Human Behavior II final project: participatory, qualitative research in progress, research ~90% done. Should be fairly shortish.
-I’m in the midst of collecting responses from a group of fellow students on the ways in which they conceptualize and have experienced worker-“client” boundaries. It’s an open-ended, short survey which I’ll combine with my own experience and a bit of literature on the subject to discuss the nuanced and ambiguous nature of these boundaries, and the shortcomings for which the field of social work has been guilty. In brief, the social justice orientation of social work, which is enjoying a resurgence as of late, demands that in working with populations in need social workers must seek to break down the hierarchies which have typically served to marginalize undesired populations. And yet so much of social service policy on the agency level has concerned itself with rigid rules, and put forth the illusion that we’re not drawn to the field to satisfy personal needs. I’ve got some good literature to show that this liability driven model is not only theoretically unsound, but too often results in less efficacious care for a variety of reasons. The initial rounds of responses seem to lean this direction, too.

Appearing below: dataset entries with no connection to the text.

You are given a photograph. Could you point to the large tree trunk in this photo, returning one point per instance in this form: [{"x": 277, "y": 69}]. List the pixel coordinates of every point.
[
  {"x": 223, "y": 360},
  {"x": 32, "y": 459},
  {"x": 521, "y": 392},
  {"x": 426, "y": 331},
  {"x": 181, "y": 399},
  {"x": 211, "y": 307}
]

Practice with Groups and Communities change essay: research ~70% done. Will be looong.
-This one has been ruminating the longest, as it’s the one I’m most intimidated by. (No accident I left it til last here.) In my head it’s still an ungainly beast, but will boil down to two sections: a program evaluation of the Positive Peer Culture, as written in the Vorath and Brendtro book of the same name, and in the places I’ve worked which have used it in one form or another (including the present one); and a section evaluating the effectiveness of residential treatment as such for teenagers. It will a challenge to be complete in these two areas, yet focused. I’m beginning to develop serious doubts the residential treatment centers are anywhere near as effective as they claim to be, which is a problem which likely has roots deep in our criminal justice system. Hopefully I can be cogent on the subject while still acknowledging that this is a piece of post-doctoral breadth and complexity.
It’s all really good stuff I’m proud to hang my hat on, but at this point in the game I’m sitting in the sand at the Gold Bar intersection. All the pieces are in place for a strong finish, but the threat of commitment is high, the potential for failure on the mental level very real indeed.
I thank the fates and all of those with whom I’ve ridden big and long in the last two plus years that I’m an endurance racer. The mental training transmits to work in everything else so well, both as a metaphor and in the details (eat well and often, drink water, sleep the night before, tune your machine before it breaks). Of course, when I tell my friends and classmates that this is the best part, the part that really makes it a race to be proud of, and start using cycling metaphors (its mile 110 on the KTR Kelly!) they all think I’m an arrogant bastard all too fond of pontificating on past glories. Which is true, but largely besides the point.
Embrace the pain, which mostly doubt anyway.